Afin d’aborder ces questions, Solidaires a déjà mis en place une commission écologique : nous nous devons de l’investir. Cette question doit être abordée régulièrement en Conseil Fédéral.

Féminisme et anti-patriarcat

SUD Santé Sociaux est une organisation syndicale fortement attachée au développement des droits pour toutes et tous, que ce soit dans le monde du travail ou dans la société, ainsi que dans la lutte contre toutes les formes de discriminations. Les inégalités femmes-hommes trouvent leur source dans un système patriarcal qui perdure depuis des siècles. Femmes et hommes, nous devons en avoir conscience.
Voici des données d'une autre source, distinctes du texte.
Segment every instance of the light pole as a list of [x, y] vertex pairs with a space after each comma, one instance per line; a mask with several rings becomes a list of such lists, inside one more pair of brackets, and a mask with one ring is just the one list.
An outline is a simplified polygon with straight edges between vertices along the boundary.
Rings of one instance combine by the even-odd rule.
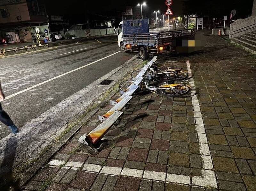
[[138, 3], [138, 4], [137, 5], [137, 6], [141, 6], [141, 18], [143, 19], [143, 13], [142, 13], [142, 6], [143, 5], [144, 5], [144, 6], [146, 6], [147, 5], [146, 3], [145, 2], [144, 2], [143, 3]]
[[154, 11], [154, 13], [156, 13], [156, 28], [157, 27], [157, 19], [158, 18], [157, 18], [157, 13], [160, 13], [160, 11], [159, 10], [157, 11]]

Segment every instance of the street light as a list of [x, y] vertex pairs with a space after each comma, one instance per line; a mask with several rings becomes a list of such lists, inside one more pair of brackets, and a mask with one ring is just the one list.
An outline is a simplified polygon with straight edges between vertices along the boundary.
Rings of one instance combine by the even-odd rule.
[[156, 28], [157, 28], [157, 19], [158, 19], [158, 18], [157, 18], [157, 13], [160, 13], [160, 11], [159, 11], [159, 10], [157, 11], [154, 11], [153, 12], [154, 13], [156, 13]]
[[147, 5], [146, 2], [144, 2], [143, 3], [138, 3], [137, 5], [137, 6], [141, 6], [141, 18], [143, 19], [143, 13], [142, 11], [142, 6], [146, 6]]

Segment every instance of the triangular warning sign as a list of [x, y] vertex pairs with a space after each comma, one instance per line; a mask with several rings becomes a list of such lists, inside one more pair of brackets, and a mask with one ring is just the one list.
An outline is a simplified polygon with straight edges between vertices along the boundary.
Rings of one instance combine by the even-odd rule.
[[171, 10], [171, 9], [170, 9], [170, 7], [168, 7], [168, 9], [166, 11], [165, 14], [164, 14], [165, 15], [172, 15], [173, 14], [173, 13], [172, 13], [172, 10]]

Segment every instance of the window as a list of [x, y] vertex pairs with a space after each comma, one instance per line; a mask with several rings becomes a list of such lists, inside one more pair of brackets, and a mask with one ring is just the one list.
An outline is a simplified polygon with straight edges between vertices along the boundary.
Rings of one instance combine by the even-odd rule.
[[135, 27], [139, 27], [140, 26], [140, 23], [131, 23], [131, 26], [134, 26]]
[[1, 12], [1, 14], [3, 18], [7, 18], [10, 16], [10, 13], [8, 12], [8, 11], [5, 9], [0, 9], [0, 11]]
[[119, 26], [119, 28], [118, 29], [118, 34], [119, 35], [123, 31], [123, 24]]

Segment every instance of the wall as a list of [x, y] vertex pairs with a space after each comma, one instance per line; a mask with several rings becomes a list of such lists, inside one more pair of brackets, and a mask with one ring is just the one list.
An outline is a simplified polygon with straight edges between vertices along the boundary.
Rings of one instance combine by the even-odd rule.
[[[0, 11], [6, 13], [7, 17], [3, 18], [0, 11], [0, 23], [6, 23], [30, 20], [28, 10], [26, 3], [18, 4], [0, 6]], [[4, 11], [4, 10], [5, 11]], [[17, 17], [21, 17], [21, 20], [19, 20]]]
[[253, 5], [252, 6], [252, 16], [256, 15], [256, 0], [253, 1]]
[[[240, 35], [244, 34], [246, 32], [247, 33], [248, 31], [244, 31], [241, 32], [240, 33], [238, 33], [235, 34], [236, 33], [236, 32], [235, 31], [238, 30], [237, 32], [239, 32], [239, 29], [255, 24], [256, 24], [256, 15], [252, 16], [244, 19], [241, 19], [236, 21], [230, 25], [229, 38], [234, 38], [235, 37], [237, 37]], [[254, 30], [256, 30], [256, 28]]]

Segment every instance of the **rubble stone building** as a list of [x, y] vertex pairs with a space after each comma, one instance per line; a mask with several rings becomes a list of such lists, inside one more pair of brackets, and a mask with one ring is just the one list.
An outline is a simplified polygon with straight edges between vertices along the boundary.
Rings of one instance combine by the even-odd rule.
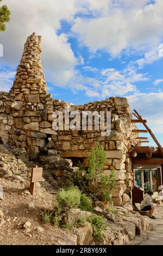
[[[131, 209], [133, 170], [129, 153], [138, 141], [137, 134], [132, 132], [135, 125], [131, 121], [127, 100], [111, 97], [74, 106], [52, 99], [47, 92], [41, 63], [40, 42], [41, 36], [35, 33], [27, 38], [13, 86], [9, 93], [0, 93], [1, 139], [22, 148], [31, 160], [44, 163], [45, 168], [51, 168], [56, 179], [67, 175], [65, 168], [70, 170], [73, 167], [68, 161], [65, 168], [62, 159], [71, 159], [73, 166], [80, 160], [87, 167], [90, 150], [99, 142], [107, 156], [104, 173], [116, 171], [117, 186], [112, 195], [114, 204]], [[110, 111], [110, 135], [102, 136], [101, 131], [95, 130], [93, 127], [86, 131], [54, 130], [53, 113], [55, 111], [64, 113], [65, 107], [69, 107], [70, 111]], [[57, 166], [54, 159], [59, 160]]]

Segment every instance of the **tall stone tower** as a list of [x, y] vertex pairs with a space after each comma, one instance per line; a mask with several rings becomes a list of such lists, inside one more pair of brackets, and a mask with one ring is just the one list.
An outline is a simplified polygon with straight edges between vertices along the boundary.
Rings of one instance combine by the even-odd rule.
[[46, 147], [48, 136], [56, 133], [48, 115], [53, 113], [55, 100], [47, 92], [41, 63], [41, 39], [34, 33], [27, 38], [9, 93], [12, 100], [9, 103], [9, 111], [14, 118], [9, 143], [27, 150], [31, 160], [36, 159]]
[[39, 103], [39, 94], [47, 93], [40, 58], [41, 40], [41, 36], [34, 33], [27, 38], [11, 88], [15, 101]]

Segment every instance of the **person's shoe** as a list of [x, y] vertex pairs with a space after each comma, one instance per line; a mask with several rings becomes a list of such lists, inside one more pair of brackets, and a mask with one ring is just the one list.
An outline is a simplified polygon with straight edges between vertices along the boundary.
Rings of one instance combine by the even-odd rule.
[[149, 217], [149, 218], [153, 218], [153, 219], [154, 219], [154, 220], [156, 220], [156, 218], [155, 216], [153, 216], [153, 215], [152, 215], [152, 216]]

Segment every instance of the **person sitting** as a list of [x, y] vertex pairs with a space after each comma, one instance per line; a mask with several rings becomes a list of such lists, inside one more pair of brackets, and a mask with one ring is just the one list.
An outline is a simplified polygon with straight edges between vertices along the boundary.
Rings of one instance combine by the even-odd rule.
[[141, 180], [140, 179], [140, 175], [139, 174], [137, 174], [136, 176], [135, 177], [135, 185], [137, 185], [137, 186], [139, 186], [139, 187], [140, 187], [141, 186]]
[[141, 203], [140, 209], [142, 211], [149, 211], [149, 218], [156, 219], [156, 217], [153, 215], [153, 213], [154, 211], [154, 206], [153, 203], [152, 203], [152, 198], [153, 194], [153, 191], [149, 190], [149, 191], [147, 192]]

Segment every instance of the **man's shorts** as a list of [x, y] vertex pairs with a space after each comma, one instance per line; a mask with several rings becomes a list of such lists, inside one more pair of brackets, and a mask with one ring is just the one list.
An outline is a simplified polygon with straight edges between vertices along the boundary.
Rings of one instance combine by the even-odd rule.
[[147, 205], [146, 206], [144, 207], [142, 209], [141, 209], [141, 211], [149, 211], [149, 210], [152, 209], [151, 205]]

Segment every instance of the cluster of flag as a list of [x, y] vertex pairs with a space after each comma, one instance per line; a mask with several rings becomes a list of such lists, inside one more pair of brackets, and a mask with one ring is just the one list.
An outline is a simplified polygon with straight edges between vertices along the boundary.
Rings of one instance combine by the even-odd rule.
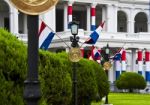
[[[100, 54], [100, 50], [98, 50], [94, 44], [97, 42], [99, 36], [100, 36], [100, 33], [103, 29], [103, 26], [104, 26], [104, 22], [102, 22], [98, 28], [96, 30], [94, 30], [89, 38], [84, 42], [85, 44], [91, 44], [92, 45], [92, 49], [91, 49], [91, 55], [89, 56], [89, 59], [90, 60], [94, 60], [98, 63], [100, 63], [101, 61], [101, 54]], [[41, 26], [40, 26], [40, 30], [39, 30], [39, 48], [40, 49], [44, 49], [44, 50], [47, 50], [54, 35], [55, 35], [55, 32], [53, 32], [53, 30], [48, 27], [43, 21], [41, 22]], [[110, 59], [113, 59], [113, 60], [121, 60], [121, 55], [122, 55], [122, 52], [123, 52], [123, 48], [121, 48], [119, 50], [119, 52], [117, 52], [113, 57], [111, 57]]]
[[98, 50], [95, 46], [92, 46], [91, 55], [89, 56], [89, 60], [94, 60], [98, 63], [101, 61], [100, 50]]
[[92, 50], [91, 50], [91, 55], [89, 56], [89, 59], [90, 60], [94, 60], [94, 61], [96, 61], [98, 63], [100, 63], [100, 61], [101, 61], [101, 54], [100, 54], [100, 50], [98, 50], [94, 46], [94, 44], [97, 42], [97, 40], [99, 38], [99, 35], [100, 35], [100, 33], [101, 33], [102, 29], [103, 29], [104, 23], [105, 23], [105, 21], [102, 22], [98, 26], [98, 28], [91, 33], [90, 37], [84, 42], [86, 44], [92, 44], [93, 45], [92, 46]]
[[103, 29], [104, 23], [105, 23], [105, 21], [103, 23], [101, 23], [98, 26], [98, 28], [91, 33], [90, 37], [84, 43], [86, 43], [86, 44], [95, 44], [97, 42], [98, 38], [99, 38], [99, 35], [100, 35], [102, 29]]
[[110, 59], [113, 59], [114, 61], [116, 60], [121, 60], [122, 53], [124, 51], [124, 48], [122, 47], [113, 57]]

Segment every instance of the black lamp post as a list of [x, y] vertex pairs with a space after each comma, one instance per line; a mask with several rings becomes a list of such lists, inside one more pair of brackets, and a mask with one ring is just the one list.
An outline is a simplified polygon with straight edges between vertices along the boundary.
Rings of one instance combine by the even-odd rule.
[[[70, 41], [72, 42], [71, 46], [73, 48], [78, 47], [79, 37], [78, 34], [78, 23], [73, 21], [70, 23], [71, 34], [73, 36], [70, 37]], [[73, 62], [73, 103], [77, 105], [77, 70], [76, 70], [76, 62]]]
[[[24, 81], [24, 99], [27, 105], [38, 105], [41, 97], [38, 80], [38, 15], [27, 17], [28, 26], [28, 72]], [[33, 27], [34, 26], [34, 27]]]
[[[106, 48], [105, 48], [105, 62], [109, 62], [109, 45], [107, 44]], [[105, 70], [105, 73], [107, 75], [107, 79], [108, 79], [108, 70]], [[108, 104], [108, 95], [106, 95], [106, 99], [105, 99], [105, 104]]]

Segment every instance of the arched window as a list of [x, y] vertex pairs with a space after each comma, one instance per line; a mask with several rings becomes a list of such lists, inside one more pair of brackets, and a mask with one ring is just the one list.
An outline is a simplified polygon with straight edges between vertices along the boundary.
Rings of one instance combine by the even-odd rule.
[[140, 12], [135, 16], [135, 33], [147, 32], [147, 16], [144, 12]]
[[123, 11], [118, 11], [117, 14], [117, 31], [118, 32], [127, 32], [127, 17]]

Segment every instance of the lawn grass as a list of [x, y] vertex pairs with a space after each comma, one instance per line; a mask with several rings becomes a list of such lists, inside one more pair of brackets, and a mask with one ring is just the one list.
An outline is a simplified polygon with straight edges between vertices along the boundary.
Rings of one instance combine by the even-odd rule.
[[[110, 93], [108, 99], [113, 105], [150, 105], [150, 94]], [[101, 103], [93, 102], [92, 105]]]

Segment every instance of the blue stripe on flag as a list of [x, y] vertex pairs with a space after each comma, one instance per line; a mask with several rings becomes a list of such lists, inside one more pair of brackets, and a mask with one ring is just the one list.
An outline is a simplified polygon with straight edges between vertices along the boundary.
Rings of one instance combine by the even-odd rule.
[[42, 43], [42, 45], [40, 46], [41, 49], [47, 50], [48, 46], [50, 45], [53, 37], [54, 37], [55, 33], [51, 32], [49, 33], [49, 35], [47, 36], [47, 38], [44, 40], [44, 42]]
[[96, 29], [96, 25], [91, 25], [91, 31], [94, 31]]
[[91, 39], [92, 39], [92, 43], [91, 43], [91, 44], [95, 44], [96, 41], [97, 41], [97, 39], [98, 39], [98, 37], [99, 37], [99, 34], [98, 34], [96, 31], [94, 31], [94, 32], [90, 35], [90, 37], [91, 37]]
[[150, 81], [150, 71], [145, 72], [146, 81]]
[[142, 75], [142, 71], [138, 71], [138, 74]]
[[116, 80], [119, 78], [120, 76], [120, 71], [116, 71]]
[[121, 71], [121, 73], [125, 73], [126, 71]]

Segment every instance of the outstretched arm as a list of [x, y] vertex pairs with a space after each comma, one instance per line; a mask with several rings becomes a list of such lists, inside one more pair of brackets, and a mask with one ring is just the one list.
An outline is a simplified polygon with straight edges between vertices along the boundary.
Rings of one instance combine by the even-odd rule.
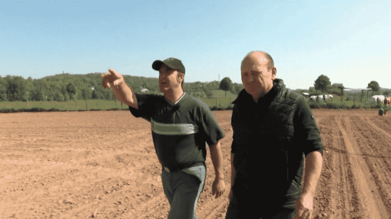
[[113, 92], [116, 99], [129, 106], [138, 108], [134, 93], [125, 82], [124, 77], [121, 74], [110, 68], [107, 73], [101, 75], [100, 77], [103, 79], [102, 85], [104, 88], [110, 88], [110, 85], [113, 84]]
[[317, 151], [310, 153], [305, 157], [303, 190], [296, 201], [295, 219], [312, 218], [313, 198], [320, 176], [322, 162], [322, 155]]
[[212, 186], [212, 195], [216, 194], [215, 198], [218, 198], [224, 193], [226, 189], [226, 185], [224, 182], [224, 168], [222, 166], [222, 153], [220, 146], [220, 140], [217, 141], [215, 144], [209, 146], [210, 150], [210, 156], [214, 166], [214, 171], [216, 173], [216, 178]]

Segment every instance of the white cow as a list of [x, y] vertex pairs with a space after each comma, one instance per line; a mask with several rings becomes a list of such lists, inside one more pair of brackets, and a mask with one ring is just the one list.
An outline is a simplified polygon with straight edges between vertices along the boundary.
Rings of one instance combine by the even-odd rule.
[[384, 95], [373, 95], [371, 97], [371, 98], [369, 99], [369, 102], [376, 102], [376, 100], [377, 99], [379, 99], [381, 102], [384, 102], [384, 98], [385, 97]]
[[[318, 96], [311, 96], [310, 97], [311, 99], [312, 99], [314, 100], [316, 100], [316, 98]], [[319, 100], [323, 100], [323, 95], [319, 95]], [[332, 94], [324, 94], [324, 99], [332, 99], [333, 98]]]

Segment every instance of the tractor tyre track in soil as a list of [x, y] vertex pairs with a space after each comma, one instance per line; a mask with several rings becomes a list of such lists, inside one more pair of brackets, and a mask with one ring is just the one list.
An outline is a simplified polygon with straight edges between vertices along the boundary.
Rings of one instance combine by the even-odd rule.
[[[313, 113], [325, 147], [313, 218], [391, 218], [391, 117], [369, 110]], [[212, 196], [207, 145], [200, 218], [225, 218], [229, 204], [232, 111], [213, 114], [226, 134], [226, 190]], [[0, 121], [0, 218], [167, 218], [146, 121], [127, 111], [4, 114]]]

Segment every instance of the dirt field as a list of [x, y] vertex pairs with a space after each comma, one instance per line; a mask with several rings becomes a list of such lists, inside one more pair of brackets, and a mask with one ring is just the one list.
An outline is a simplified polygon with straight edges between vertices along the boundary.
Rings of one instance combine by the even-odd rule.
[[[391, 218], [391, 115], [313, 112], [325, 148], [313, 218]], [[226, 134], [226, 192], [211, 195], [208, 148], [199, 218], [225, 217], [231, 113], [214, 112]], [[148, 122], [128, 111], [101, 111], [2, 114], [0, 124], [0, 218], [167, 218]]]

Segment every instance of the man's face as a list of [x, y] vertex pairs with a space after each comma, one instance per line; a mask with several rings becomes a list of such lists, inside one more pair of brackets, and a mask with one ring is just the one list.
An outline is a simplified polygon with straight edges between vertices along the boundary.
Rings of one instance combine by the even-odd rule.
[[246, 91], [254, 97], [262, 96], [273, 87], [277, 70], [273, 67], [268, 71], [268, 62], [261, 53], [254, 53], [243, 63], [242, 82]]
[[162, 65], [159, 70], [159, 87], [160, 91], [172, 91], [181, 86], [181, 81], [178, 78], [178, 70]]

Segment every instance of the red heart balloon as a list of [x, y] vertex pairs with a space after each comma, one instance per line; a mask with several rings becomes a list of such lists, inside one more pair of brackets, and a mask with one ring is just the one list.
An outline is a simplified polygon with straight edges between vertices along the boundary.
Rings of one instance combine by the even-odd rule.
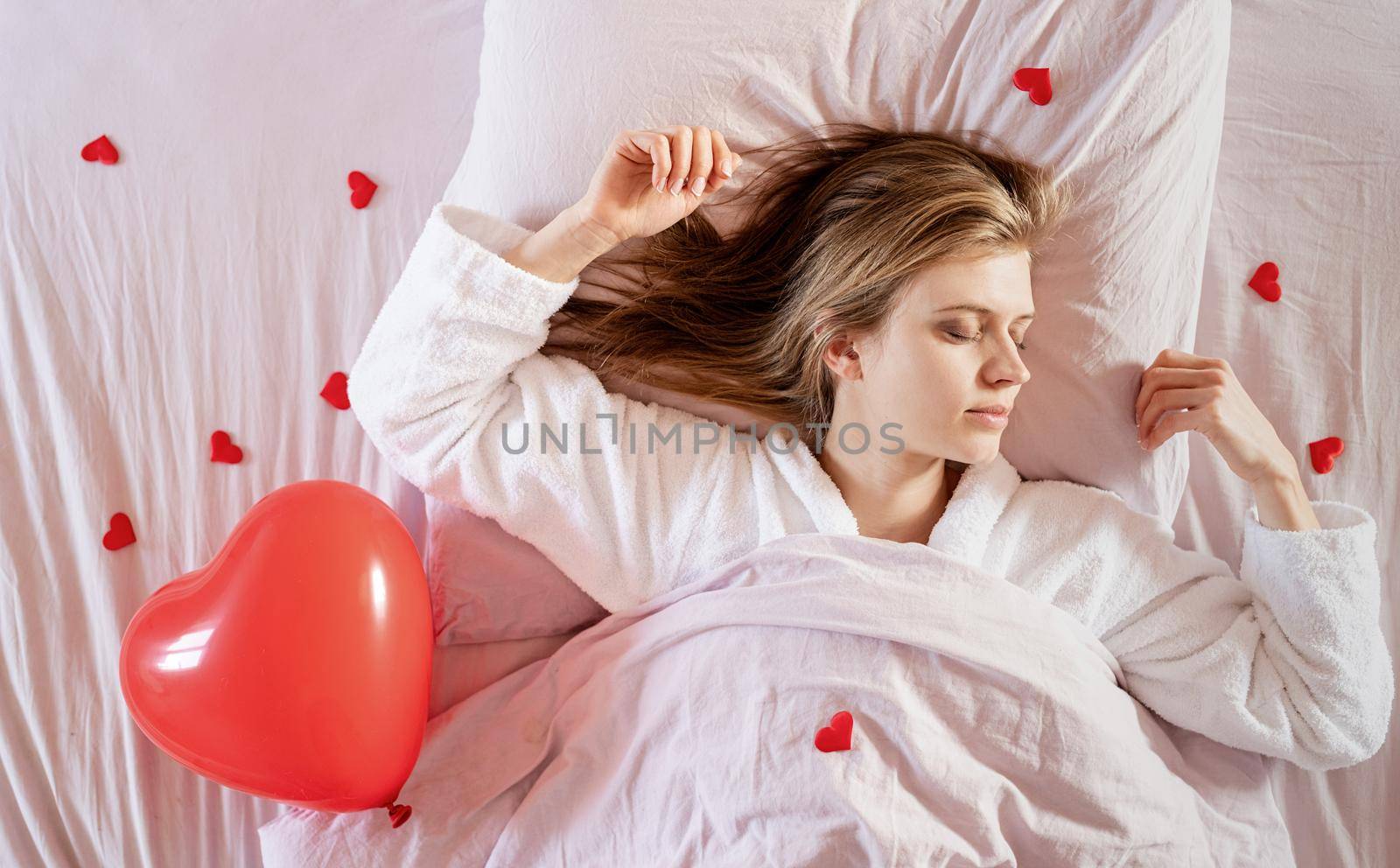
[[851, 717], [850, 711], [837, 711], [832, 715], [830, 727], [822, 727], [816, 731], [816, 749], [822, 753], [830, 753], [832, 750], [850, 750], [851, 728], [854, 725], [855, 718]]
[[370, 200], [374, 199], [374, 192], [379, 189], [379, 185], [370, 181], [370, 176], [364, 172], [350, 172], [346, 181], [350, 183], [350, 204], [357, 209], [370, 204]]
[[1249, 279], [1249, 287], [1259, 293], [1264, 301], [1278, 301], [1284, 288], [1278, 286], [1278, 266], [1273, 262], [1254, 269], [1254, 276]]
[[1340, 437], [1323, 437], [1322, 440], [1315, 440], [1308, 444], [1308, 452], [1313, 461], [1313, 470], [1319, 473], [1331, 473], [1331, 468], [1336, 463], [1338, 455], [1347, 448], [1347, 444], [1341, 442]]
[[141, 731], [225, 787], [316, 811], [388, 808], [427, 722], [433, 613], [398, 515], [330, 479], [259, 500], [122, 637]]
[[1028, 66], [1019, 69], [1011, 76], [1011, 83], [1016, 85], [1018, 91], [1030, 94], [1030, 102], [1036, 105], [1050, 102], [1050, 67]]

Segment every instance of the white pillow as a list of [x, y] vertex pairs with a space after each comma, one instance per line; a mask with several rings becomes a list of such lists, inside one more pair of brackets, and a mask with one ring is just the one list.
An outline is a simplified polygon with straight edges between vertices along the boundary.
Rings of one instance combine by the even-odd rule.
[[[1029, 479], [1109, 489], [1170, 524], [1187, 440], [1142, 452], [1133, 400], [1162, 349], [1194, 344], [1228, 43], [1222, 1], [487, 0], [472, 139], [444, 200], [538, 230], [622, 129], [706, 125], [738, 151], [826, 122], [990, 133], [1078, 197], [1033, 269], [1032, 379], [1002, 454]], [[1012, 85], [1019, 67], [1050, 69], [1047, 105]], [[746, 161], [738, 182], [764, 165]], [[721, 232], [735, 224], [701, 209]]]

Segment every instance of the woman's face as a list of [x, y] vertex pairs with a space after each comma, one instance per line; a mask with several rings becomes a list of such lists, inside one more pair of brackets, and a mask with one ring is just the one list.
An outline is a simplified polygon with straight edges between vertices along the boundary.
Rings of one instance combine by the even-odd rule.
[[[857, 335], [853, 343], [827, 346], [827, 364], [841, 379], [826, 448], [840, 448], [837, 428], [858, 421], [872, 449], [991, 461], [1004, 428], [969, 410], [1004, 405], [1014, 413], [1021, 385], [1030, 379], [1016, 344], [1025, 343], [1033, 312], [1030, 260], [1023, 252], [930, 266], [914, 277], [878, 340]], [[854, 358], [847, 354], [851, 349]], [[882, 434], [886, 423], [902, 426], [886, 431], [903, 447]], [[858, 448], [854, 433], [848, 442]]]

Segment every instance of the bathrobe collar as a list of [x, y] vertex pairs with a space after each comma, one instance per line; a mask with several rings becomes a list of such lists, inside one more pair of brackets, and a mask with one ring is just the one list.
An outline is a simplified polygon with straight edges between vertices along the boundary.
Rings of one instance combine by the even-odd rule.
[[[813, 515], [818, 532], [858, 535], [855, 514], [841, 497], [841, 490], [816, 461], [816, 455], [808, 452], [806, 456], [811, 462], [804, 462], [806, 463], [804, 475], [820, 493], [820, 497], [815, 498]], [[965, 563], [981, 564], [991, 529], [1019, 484], [1021, 475], [1001, 452], [991, 461], [967, 465], [944, 514], [934, 525], [934, 532], [928, 536], [928, 546]]]

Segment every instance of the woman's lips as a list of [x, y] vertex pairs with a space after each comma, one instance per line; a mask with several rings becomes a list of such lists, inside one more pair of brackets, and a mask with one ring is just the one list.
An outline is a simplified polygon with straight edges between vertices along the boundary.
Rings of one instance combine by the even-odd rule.
[[1011, 421], [1009, 413], [984, 413], [981, 410], [967, 410], [977, 424], [987, 426], [988, 428], [1005, 428], [1007, 423]]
Ces dernières années, de nouveaux droits sont apparus pour les femmes : loi sur l’égal accès des femmes et des hommes aux mandats électoraux et fonctions électives, ainsi qu’aux responsabilités professionnelles et sociales. Dans une société où la garde des enfants reste encore « une affaire de femmes », les modes de garde par exemple, doivent être développés et adaptés aux responsabilités professionnelles ou électives que souhaitent prendre les femmes, sous peine d’échec de ces mesures sur la parité. Mais dans le même temps beaucoup de droits sont remis en cause (accès à l’IVG, tarification sous-évaluée, etc…) et les discours réactionnaires et machistes ont été ravivés lors des manifestations contre le mariage pour tous et toutes, confirmant la fragilité des acquis en matière d’égalité femmes-hommes.
Les femmes sont encore les premières victimes des lois récentes qui attaquent le code de travail (Loi Macron, Loi Rebsamen, etc...). Précarité et pauvreté se trouvent de plus en plus inextricablement mêlées, et touchent majoritairement les personnes isolées, souvent jeunes et les familles monoparentales dont le/la responsable parental-e est le plus souvent la femme.

Malgré la loi sur la parité, les femmes sont encore sous-représentées dans les instances politiques, professionnelles et syndicales... Notre Fédération a progressé avec notamment la féminisation de nos textes et de nos tracts. Nos Conseils Fédéraux se féminisent, il n’en demeure pas moins que les prises de paroles masculines sont majoritaires, que la Commission Exécutive Fédérale ainsi que le Secrétariat Fédéral sont en grande partie masculins, tout comme celui de l’Union Syndicale Solidaires.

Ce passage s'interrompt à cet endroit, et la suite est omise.